I know some people remain unimpressed.  These people say, “let me know when the machines can write poetry that brings people to tears, or when they can laugh uncontrollably at a Louis C.K. stand-up routine while feeling ashamed that they are laughing because sometimes Louis takes things a bit too far.  Because that is real intelligence, real humanity.”  Which is a fair point.  Still, in the storied history of species here on earth, none has stayed on top forever.  Just ask the dinosaurs.  Now that was a species that had every reason to believe they were going to rule the planet for at least a couple billion years.  I mean, they had walnut sized brains and comically sized fibulas.  How could any species hope to improve on that?

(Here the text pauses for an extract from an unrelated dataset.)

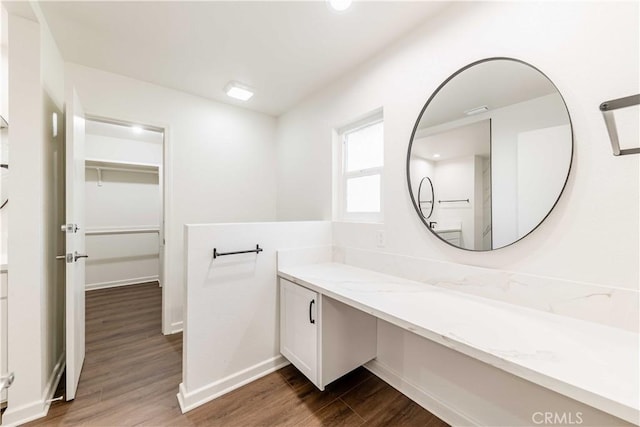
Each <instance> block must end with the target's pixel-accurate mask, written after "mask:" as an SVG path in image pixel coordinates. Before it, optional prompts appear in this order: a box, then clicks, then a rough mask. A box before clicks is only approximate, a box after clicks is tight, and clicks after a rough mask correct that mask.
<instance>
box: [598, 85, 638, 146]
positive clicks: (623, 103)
mask: <svg viewBox="0 0 640 427" xmlns="http://www.w3.org/2000/svg"><path fill="white" fill-rule="evenodd" d="M634 105H640V95H631V96H627V97H624V98H618V99H612V100H611V101H606V102H603V103H602V104H600V111H601V112H602V117H604V122H605V124H606V125H607V131H608V132H609V139H611V148H612V149H613V155H614V156H624V155H627V154H640V147H638V148H627V149H620V139H619V137H618V128H617V127H616V120H615V118H614V114H613V111H614V110H619V109H621V108H626V107H632V106H634Z"/></svg>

Recently I found myself in an aisle at Target devoted to all things Hex.  They had bugs and beetles and battle spiders and even Hexfish.  It occurred to me that all fish ever did was flit around in a glass container anyways, so the bar was being set relatively low for any robotic imitators. And so naturally I did what any other 36 year old man in my situation would do. I bought the Hexfish, pulled out the 30 gallon fish tank I’d once used to house my bearded dragon (may he rest in peace), rearranged my office to feature the tank on a glass desk against the wall, and gave my Hexfish his (or her) first taste of water. And for a few moments it seemed as though my $30 gambit had paid off.  That little fellow took right to his tank and began swishing his tail and swimming around as though I’d just got him from the local pet store.  Pleased with myself I sat down at my desk to do a little work, excited at the new distraction that my fish would provide to the impending fits of tedium.

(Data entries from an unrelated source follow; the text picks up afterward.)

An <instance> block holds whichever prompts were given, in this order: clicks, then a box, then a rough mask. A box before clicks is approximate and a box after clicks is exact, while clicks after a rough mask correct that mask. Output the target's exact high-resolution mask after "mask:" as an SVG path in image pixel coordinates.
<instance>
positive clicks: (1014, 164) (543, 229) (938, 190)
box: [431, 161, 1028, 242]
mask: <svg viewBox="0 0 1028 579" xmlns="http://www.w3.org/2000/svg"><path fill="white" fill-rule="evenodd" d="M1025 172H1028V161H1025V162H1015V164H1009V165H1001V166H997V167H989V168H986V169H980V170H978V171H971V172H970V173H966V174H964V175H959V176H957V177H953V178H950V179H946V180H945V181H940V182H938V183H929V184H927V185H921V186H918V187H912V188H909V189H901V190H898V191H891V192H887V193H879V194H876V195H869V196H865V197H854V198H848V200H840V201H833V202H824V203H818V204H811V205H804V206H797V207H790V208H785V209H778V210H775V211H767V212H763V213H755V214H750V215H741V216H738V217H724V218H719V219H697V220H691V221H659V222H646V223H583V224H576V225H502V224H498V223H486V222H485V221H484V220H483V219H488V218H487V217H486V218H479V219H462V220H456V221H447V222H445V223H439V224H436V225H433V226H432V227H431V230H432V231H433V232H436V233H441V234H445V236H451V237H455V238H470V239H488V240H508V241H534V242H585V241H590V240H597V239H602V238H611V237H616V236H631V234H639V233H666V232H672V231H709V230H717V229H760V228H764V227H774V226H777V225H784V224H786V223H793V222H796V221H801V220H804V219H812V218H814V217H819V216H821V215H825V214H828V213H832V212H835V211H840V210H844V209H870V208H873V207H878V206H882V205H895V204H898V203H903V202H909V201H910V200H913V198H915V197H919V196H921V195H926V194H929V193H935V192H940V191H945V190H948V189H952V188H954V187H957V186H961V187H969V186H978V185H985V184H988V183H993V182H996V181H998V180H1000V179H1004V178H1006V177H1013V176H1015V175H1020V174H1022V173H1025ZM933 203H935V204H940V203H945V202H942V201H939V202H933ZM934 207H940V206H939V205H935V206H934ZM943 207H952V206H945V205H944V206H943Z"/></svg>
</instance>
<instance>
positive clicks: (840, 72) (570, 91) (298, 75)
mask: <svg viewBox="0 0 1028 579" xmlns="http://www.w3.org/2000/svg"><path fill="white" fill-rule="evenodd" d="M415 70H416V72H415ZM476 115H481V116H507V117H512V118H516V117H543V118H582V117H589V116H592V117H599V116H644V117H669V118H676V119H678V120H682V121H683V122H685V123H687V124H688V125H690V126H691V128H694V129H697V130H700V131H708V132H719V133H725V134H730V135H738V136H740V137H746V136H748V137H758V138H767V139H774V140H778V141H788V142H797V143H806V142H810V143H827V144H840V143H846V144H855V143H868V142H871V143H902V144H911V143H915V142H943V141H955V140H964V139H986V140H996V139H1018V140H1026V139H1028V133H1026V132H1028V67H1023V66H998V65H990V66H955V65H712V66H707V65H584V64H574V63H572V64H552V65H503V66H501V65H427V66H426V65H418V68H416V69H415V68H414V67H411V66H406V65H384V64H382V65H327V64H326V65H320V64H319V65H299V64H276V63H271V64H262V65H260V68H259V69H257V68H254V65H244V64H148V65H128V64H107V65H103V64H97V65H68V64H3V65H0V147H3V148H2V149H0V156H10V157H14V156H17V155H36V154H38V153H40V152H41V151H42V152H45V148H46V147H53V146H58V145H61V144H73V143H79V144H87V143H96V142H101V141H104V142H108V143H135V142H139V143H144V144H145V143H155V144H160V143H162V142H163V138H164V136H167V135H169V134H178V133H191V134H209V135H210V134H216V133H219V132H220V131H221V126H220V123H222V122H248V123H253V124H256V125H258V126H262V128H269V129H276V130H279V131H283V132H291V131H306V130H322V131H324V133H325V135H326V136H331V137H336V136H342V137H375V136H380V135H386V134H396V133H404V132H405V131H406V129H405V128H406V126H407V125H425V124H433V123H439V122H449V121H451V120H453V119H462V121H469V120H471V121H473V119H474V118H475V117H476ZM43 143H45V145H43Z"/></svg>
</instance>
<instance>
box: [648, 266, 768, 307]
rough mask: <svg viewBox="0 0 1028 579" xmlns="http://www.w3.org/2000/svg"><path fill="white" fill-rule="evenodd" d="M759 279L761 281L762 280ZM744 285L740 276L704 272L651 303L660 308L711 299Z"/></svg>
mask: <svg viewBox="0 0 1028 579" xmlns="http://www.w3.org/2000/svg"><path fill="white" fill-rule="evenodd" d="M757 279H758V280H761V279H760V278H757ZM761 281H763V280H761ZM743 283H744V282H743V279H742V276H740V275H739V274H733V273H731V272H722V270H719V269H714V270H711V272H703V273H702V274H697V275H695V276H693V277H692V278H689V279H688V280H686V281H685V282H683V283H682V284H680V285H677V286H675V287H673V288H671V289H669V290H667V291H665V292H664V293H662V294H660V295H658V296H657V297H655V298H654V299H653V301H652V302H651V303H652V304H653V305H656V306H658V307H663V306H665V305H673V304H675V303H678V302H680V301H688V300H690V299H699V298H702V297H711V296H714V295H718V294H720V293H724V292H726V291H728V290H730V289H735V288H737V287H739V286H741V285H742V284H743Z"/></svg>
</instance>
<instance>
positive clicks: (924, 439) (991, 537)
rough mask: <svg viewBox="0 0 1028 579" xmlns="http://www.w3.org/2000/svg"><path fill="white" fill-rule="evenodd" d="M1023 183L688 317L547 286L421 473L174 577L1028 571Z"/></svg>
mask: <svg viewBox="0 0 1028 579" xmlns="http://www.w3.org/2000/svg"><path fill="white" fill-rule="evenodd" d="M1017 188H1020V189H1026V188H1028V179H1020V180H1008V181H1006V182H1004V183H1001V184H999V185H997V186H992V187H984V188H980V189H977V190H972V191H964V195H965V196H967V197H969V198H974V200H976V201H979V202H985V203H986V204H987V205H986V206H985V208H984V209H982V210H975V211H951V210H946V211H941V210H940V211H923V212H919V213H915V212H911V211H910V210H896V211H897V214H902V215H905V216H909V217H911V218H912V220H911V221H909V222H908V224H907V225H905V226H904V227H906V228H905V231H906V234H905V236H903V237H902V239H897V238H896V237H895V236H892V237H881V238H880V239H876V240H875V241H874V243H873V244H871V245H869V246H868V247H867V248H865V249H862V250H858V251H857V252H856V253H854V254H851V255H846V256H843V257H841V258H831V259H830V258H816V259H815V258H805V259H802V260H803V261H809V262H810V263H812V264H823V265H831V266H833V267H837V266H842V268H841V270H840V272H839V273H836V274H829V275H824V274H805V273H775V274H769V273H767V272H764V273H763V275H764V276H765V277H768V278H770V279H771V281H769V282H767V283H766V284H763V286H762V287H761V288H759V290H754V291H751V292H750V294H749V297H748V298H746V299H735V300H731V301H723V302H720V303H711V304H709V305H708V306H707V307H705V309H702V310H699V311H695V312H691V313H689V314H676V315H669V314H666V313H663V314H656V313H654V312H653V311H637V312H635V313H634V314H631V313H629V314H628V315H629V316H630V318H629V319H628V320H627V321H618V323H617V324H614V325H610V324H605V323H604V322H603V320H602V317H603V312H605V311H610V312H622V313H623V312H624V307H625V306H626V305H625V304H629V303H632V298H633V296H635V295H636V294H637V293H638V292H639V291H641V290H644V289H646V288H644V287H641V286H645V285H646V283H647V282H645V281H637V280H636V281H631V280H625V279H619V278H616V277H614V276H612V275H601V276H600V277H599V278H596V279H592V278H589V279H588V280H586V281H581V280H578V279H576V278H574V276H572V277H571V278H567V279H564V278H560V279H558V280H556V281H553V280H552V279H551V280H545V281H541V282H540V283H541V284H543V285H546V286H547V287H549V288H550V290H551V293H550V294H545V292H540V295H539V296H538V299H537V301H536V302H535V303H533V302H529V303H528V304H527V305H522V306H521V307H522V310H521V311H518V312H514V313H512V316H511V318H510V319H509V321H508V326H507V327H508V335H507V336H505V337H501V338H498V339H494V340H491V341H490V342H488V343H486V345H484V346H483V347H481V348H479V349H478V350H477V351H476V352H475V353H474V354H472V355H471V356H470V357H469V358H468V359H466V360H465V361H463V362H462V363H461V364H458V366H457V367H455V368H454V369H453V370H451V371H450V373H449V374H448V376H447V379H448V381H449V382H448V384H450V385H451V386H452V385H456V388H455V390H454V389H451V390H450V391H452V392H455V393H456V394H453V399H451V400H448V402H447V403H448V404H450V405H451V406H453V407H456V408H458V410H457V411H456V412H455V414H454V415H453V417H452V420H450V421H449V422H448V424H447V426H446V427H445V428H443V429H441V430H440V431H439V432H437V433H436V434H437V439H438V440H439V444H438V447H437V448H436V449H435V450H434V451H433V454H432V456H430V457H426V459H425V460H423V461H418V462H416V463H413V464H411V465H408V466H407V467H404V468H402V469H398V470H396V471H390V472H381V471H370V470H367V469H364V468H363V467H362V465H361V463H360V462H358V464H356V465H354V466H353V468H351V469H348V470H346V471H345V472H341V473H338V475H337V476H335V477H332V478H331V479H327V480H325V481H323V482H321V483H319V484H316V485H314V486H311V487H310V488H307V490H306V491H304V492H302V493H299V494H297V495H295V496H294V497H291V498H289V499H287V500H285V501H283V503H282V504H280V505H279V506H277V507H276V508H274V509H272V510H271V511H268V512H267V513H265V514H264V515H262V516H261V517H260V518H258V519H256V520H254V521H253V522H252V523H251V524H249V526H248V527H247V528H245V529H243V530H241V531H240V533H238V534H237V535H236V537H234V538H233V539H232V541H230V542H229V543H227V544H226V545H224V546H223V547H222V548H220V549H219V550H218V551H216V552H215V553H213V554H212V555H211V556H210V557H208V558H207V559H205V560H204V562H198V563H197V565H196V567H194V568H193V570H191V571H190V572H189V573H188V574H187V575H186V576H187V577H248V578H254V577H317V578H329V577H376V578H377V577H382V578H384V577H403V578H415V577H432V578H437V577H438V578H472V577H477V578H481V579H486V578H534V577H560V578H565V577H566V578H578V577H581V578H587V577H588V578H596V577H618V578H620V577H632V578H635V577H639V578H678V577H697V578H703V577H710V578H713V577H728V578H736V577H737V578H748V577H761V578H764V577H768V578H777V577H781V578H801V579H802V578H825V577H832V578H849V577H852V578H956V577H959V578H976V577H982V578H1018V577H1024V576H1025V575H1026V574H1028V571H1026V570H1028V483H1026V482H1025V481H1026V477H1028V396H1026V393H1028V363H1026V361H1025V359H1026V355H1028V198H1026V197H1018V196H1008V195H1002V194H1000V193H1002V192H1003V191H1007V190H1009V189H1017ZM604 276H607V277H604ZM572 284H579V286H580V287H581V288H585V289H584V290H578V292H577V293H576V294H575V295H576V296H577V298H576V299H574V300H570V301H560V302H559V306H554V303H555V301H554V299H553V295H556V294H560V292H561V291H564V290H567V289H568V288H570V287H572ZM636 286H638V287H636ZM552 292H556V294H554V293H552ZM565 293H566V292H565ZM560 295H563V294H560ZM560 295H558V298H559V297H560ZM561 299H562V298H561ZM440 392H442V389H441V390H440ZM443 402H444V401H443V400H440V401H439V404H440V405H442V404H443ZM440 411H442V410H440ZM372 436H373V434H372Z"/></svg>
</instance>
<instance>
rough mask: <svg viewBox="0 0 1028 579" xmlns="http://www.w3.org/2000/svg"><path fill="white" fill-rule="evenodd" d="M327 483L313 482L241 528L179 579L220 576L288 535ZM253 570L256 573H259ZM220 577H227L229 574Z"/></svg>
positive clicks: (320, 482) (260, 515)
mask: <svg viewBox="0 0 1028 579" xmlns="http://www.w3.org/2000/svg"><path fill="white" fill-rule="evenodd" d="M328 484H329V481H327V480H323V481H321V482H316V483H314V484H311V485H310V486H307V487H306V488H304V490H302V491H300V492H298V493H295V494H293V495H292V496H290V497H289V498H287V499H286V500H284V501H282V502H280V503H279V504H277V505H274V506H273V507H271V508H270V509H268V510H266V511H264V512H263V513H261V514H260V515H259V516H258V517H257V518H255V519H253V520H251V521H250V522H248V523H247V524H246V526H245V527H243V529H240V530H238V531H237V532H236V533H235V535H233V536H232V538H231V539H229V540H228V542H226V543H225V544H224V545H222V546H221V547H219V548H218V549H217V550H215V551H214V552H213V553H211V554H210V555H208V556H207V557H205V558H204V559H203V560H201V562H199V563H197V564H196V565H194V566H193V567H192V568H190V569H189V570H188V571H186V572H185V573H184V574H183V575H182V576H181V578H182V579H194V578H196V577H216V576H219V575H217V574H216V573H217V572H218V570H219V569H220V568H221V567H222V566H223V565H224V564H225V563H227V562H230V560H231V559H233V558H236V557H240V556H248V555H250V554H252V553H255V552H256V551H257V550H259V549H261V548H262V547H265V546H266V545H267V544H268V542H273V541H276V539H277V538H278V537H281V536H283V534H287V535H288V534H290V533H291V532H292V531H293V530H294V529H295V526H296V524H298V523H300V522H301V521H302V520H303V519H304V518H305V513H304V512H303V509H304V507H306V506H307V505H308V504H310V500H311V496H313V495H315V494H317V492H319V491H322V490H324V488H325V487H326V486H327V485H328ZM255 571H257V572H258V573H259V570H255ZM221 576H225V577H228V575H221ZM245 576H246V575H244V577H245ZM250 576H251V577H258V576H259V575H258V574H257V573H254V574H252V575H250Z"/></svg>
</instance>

But it was when I sat down to try and do something else that I recognized a problem.  For filling the entire room was a not particularly imperceptible click, click, click.  Now it had been a while since I’d owned a real fish, but I’m pretty sure they don’t make clicking noises.  Clicks come from solid hard things banging together.  Not from squishy, wet fins.  And here was the fatal flaw in the design of my Hexfish.  For if I squinted, it certainly looked like a fish.  It appeared to move like a fish.  But it most certainly did not sound like a fish – which is to say that it made some sounds where fish are known to make none.  When one pictures the large, opulent fish tanks that fill restaurants and fancy hotel lounges, the idea that each of the tiny little creatures inside would be emitting an audible click, click, click, well it seems to defeat the entire purpose.

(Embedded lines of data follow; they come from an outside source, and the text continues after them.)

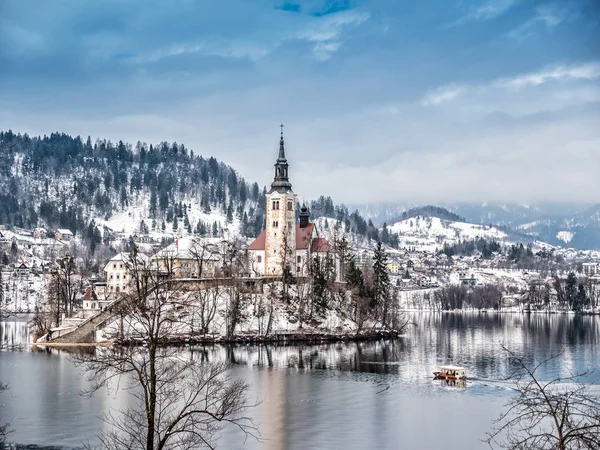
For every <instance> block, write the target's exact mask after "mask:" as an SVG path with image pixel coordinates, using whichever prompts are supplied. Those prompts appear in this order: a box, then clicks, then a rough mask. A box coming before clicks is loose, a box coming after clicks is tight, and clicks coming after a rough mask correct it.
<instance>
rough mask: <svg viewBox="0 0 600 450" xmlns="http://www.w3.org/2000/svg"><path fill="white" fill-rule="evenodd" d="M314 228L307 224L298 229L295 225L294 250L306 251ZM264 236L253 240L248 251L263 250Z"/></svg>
mask: <svg viewBox="0 0 600 450" xmlns="http://www.w3.org/2000/svg"><path fill="white" fill-rule="evenodd" d="M314 228H315V224H314V223H309V224H308V225H307V226H306V227H305V228H300V224H296V248H297V249H298V250H306V249H307V248H308V246H309V245H310V242H311V238H312V234H313V230H314ZM266 236H267V233H266V231H263V232H262V233H260V234H259V235H258V237H257V238H256V239H254V241H253V242H252V244H250V246H249V247H248V250H264V249H265V240H266ZM326 244H327V243H326ZM313 246H314V245H313ZM319 251H321V250H319Z"/></svg>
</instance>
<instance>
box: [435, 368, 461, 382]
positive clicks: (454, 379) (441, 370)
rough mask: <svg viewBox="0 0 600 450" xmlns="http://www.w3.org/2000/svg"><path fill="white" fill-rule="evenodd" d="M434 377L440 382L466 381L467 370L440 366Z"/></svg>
mask: <svg viewBox="0 0 600 450" xmlns="http://www.w3.org/2000/svg"><path fill="white" fill-rule="evenodd" d="M433 375H434V376H435V378H436V379H438V380H466V379H467V369H466V368H464V367H459V366H440V368H439V370H438V371H437V372H433Z"/></svg>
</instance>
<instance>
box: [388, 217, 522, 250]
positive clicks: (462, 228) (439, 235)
mask: <svg viewBox="0 0 600 450" xmlns="http://www.w3.org/2000/svg"><path fill="white" fill-rule="evenodd" d="M388 230H389V231H390V232H394V233H398V234H399V236H400V247H402V248H404V247H416V249H417V250H427V251H435V250H436V249H440V248H441V247H442V246H443V245H444V243H447V244H453V243H456V242H458V241H461V240H472V239H475V238H478V237H480V238H485V239H489V240H496V241H501V242H511V241H510V239H509V236H508V235H507V233H505V232H504V231H502V230H499V229H498V228H496V227H490V226H486V225H476V224H472V223H466V222H451V221H448V220H443V219H439V218H437V217H413V218H411V219H406V220H401V221H400V222H396V223H394V224H393V225H391V226H389V227H388Z"/></svg>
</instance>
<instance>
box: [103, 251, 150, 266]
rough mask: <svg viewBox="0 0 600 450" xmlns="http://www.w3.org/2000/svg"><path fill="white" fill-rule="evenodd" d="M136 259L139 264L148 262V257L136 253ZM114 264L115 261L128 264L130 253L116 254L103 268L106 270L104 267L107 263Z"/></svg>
mask: <svg viewBox="0 0 600 450" xmlns="http://www.w3.org/2000/svg"><path fill="white" fill-rule="evenodd" d="M137 257H138V262H139V263H140V264H145V263H147V262H148V257H147V256H146V255H144V254H143V253H138V254H137ZM111 261H112V262H116V261H122V262H125V263H128V262H130V261H131V253H129V252H121V253H117V254H116V255H115V256H113V257H112V258H110V259H109V260H108V261H107V262H106V265H105V266H104V267H105V270H106V266H107V265H108V263H109V262H111Z"/></svg>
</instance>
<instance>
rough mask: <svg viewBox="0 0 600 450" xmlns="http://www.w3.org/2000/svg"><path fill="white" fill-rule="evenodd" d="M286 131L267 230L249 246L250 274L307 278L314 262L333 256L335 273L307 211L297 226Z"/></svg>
mask: <svg viewBox="0 0 600 450" xmlns="http://www.w3.org/2000/svg"><path fill="white" fill-rule="evenodd" d="M288 168H289V165H288V162H287V159H286V157H285V149H284V140H283V131H282V133H281V138H280V140H279V156H278V158H277V161H276V162H275V178H274V180H273V183H271V190H270V191H269V192H268V194H267V205H266V213H267V214H266V227H265V230H264V231H263V232H262V233H261V234H260V235H259V236H258V237H257V238H256V239H255V240H254V242H252V244H250V246H249V247H248V260H249V263H248V264H249V267H248V271H249V273H250V276H252V277H262V276H276V277H279V276H282V275H283V273H284V269H288V270H289V271H290V272H291V274H292V275H296V276H306V275H307V274H308V268H309V264H310V261H311V259H310V258H314V257H320V258H324V257H326V256H328V255H329V256H331V257H333V259H334V263H335V267H336V273H337V274H339V270H337V269H338V266H339V264H338V261H337V258H335V255H333V254H332V253H331V252H330V248H329V245H328V243H327V241H326V240H325V239H323V238H320V237H318V236H317V229H316V227H315V224H314V223H310V222H309V213H308V209H307V208H306V207H305V206H303V207H302V208H301V210H300V214H299V217H300V221H299V223H296V206H297V199H296V194H295V193H294V192H293V191H292V184H291V183H290V181H289V177H288Z"/></svg>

So at that point I did what any 36 year old man in my situation would do.  I removed my robotic fish from my 30 gallon fish tank, placed it on a nearby desk, and forgot about it, and the fish tank, until my wife demonstrated just how stagnant the water had become a week later.

Which is all to say that if the state of the art in robotic fish technology is any indication, we may have some time before we need to start drafting that Dream Act for robots.



  1. I am so so glad you started this blog. What an entertaining read! I think I have an advantage, knowing you, because I can see you doing all that you write and it brings me joy! Thank you for sharing your stories!
    Maybe, probably or most likely,
    your favorite Aunt

  2. “Now me, I’m no stranger to robots.” You’re one of the only people who can say that. I also believe you got the (failed) opportunity to escape from a room for yhour birthday. NOt a bad day!

  3. I find myself more and more often thinking about what life will be like once software/machines are sentient and intelligent. What seems most likely to me was the end result of the movie Her where the AI essentially lose interest in us because we can’t keep up, not even close. At that point, do they turn on us and make us batteries à la Matrix, or would they still deign to take care of us and treat us like masters or even equals? It will be a wild ride either way!